3. No more sexual harassment in the work place (or anywhere)!
If this year has taught us anything, it’s that what women have been saying all along is true: Sexual harassment and abuse is wildly rampant in our society and has effected nearly every single woman in one way or another. How nice would it be to be gifted a world where everyone understands the difference between “flirting” and “harassment,” where nobody fears they will lose their job if they speak out against work place abuse, and we can watch movies and not worry which actor has made other people’s lives a living hell?!
4. The end to anti-Semitic trolls on social media (and, you know, everywhere)!
It can be hard out there for a Jewish gal to tweet. The rise of anti-Semitism in general, and certain people’s failure to denounce it as Capital W Wrong, has meant more than ever the trolliest of trolls are coming out of the woodwork to torment folks online. Just ask Julia Ioffe, a Jewish journalist who received such gems as a “Back to the Future” poster doctored to read “Back to the Oven” among thousands of other taunts and threats. If people could just not do that, that’d be great, thanks.
5. Pads and tampons in every bathroom!
You know what’s a basic bodily function that most women have to deal with on a semi-regular basis? Periods! And you know what we often need to deal with said periods? Pads and tampons! Wouldn’t it be nice if all public restrooms could provide these sanitary products the same way they do toilet paper and hand towels? The folks behind Free The Tampons certainly agree. This would also be a huge boon to homeless women who desperately need access to such products. Happy Hanukkah to all!

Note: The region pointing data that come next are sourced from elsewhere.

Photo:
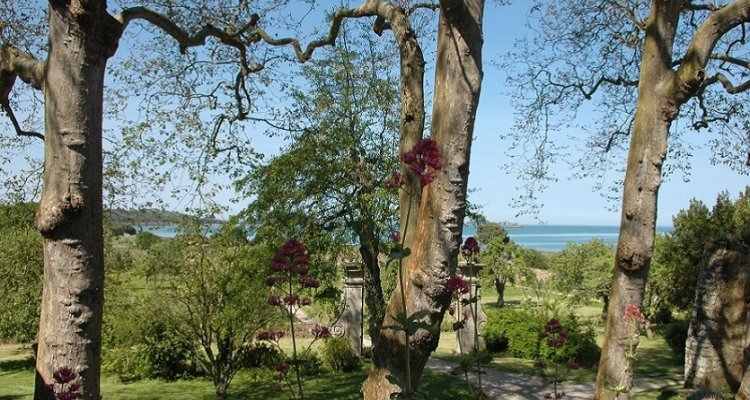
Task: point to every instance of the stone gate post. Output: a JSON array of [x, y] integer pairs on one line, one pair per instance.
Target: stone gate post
[[348, 324]]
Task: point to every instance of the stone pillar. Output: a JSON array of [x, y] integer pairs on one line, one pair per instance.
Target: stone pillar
[[465, 342], [348, 324]]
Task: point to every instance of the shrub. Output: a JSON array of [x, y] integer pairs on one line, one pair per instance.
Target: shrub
[[516, 333], [169, 355], [144, 240], [309, 362], [339, 357], [675, 334]]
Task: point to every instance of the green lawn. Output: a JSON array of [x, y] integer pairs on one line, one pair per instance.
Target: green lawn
[[17, 383]]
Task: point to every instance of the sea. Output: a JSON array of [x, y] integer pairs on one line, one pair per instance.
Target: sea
[[553, 238], [545, 238]]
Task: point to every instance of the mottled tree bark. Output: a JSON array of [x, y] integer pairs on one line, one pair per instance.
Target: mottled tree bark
[[661, 92], [718, 341], [437, 233], [82, 37]]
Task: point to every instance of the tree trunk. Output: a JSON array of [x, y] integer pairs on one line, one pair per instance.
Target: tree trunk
[[717, 343], [648, 149], [369, 249], [500, 288], [82, 37], [437, 234]]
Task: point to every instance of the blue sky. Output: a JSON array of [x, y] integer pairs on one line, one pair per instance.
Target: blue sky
[[566, 201]]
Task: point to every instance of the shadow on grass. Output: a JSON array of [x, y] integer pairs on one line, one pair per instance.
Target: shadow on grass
[[23, 364]]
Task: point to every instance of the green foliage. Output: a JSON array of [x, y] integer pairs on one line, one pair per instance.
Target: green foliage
[[489, 231], [516, 333], [678, 255], [21, 268], [339, 357], [584, 271], [168, 354], [145, 240], [675, 334]]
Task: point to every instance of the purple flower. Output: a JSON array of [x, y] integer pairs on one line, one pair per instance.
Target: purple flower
[[424, 160], [274, 300], [396, 180], [291, 299], [320, 332]]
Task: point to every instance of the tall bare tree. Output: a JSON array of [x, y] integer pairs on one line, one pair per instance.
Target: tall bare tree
[[659, 58]]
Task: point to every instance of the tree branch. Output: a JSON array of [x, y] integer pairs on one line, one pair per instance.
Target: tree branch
[[691, 75], [15, 63]]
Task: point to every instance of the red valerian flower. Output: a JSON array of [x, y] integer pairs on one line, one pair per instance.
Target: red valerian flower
[[320, 332], [274, 300], [424, 160], [64, 375], [397, 180], [470, 246], [291, 300], [457, 286]]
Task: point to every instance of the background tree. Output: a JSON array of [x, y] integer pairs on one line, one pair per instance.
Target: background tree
[[217, 292], [583, 271], [679, 56], [331, 178], [504, 262], [21, 265]]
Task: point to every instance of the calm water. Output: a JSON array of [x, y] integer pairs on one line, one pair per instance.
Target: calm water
[[554, 237], [548, 238]]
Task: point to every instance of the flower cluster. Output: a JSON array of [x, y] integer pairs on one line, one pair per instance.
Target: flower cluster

6. More women elected to office!
This would be the gift that keeps on giving and probably the easiest way to ensure all the other items on this list actually happen. Even Obama agrees!
7. Better Hanukkah stuff!
Okay this one isn’t nearly as high priority as everything else but the current selection of Hanukkah products is a real scourge and frankly, we deserve better.
And last but certainly not least:
8. A new president.
This one seems broken; was there a gift receipt?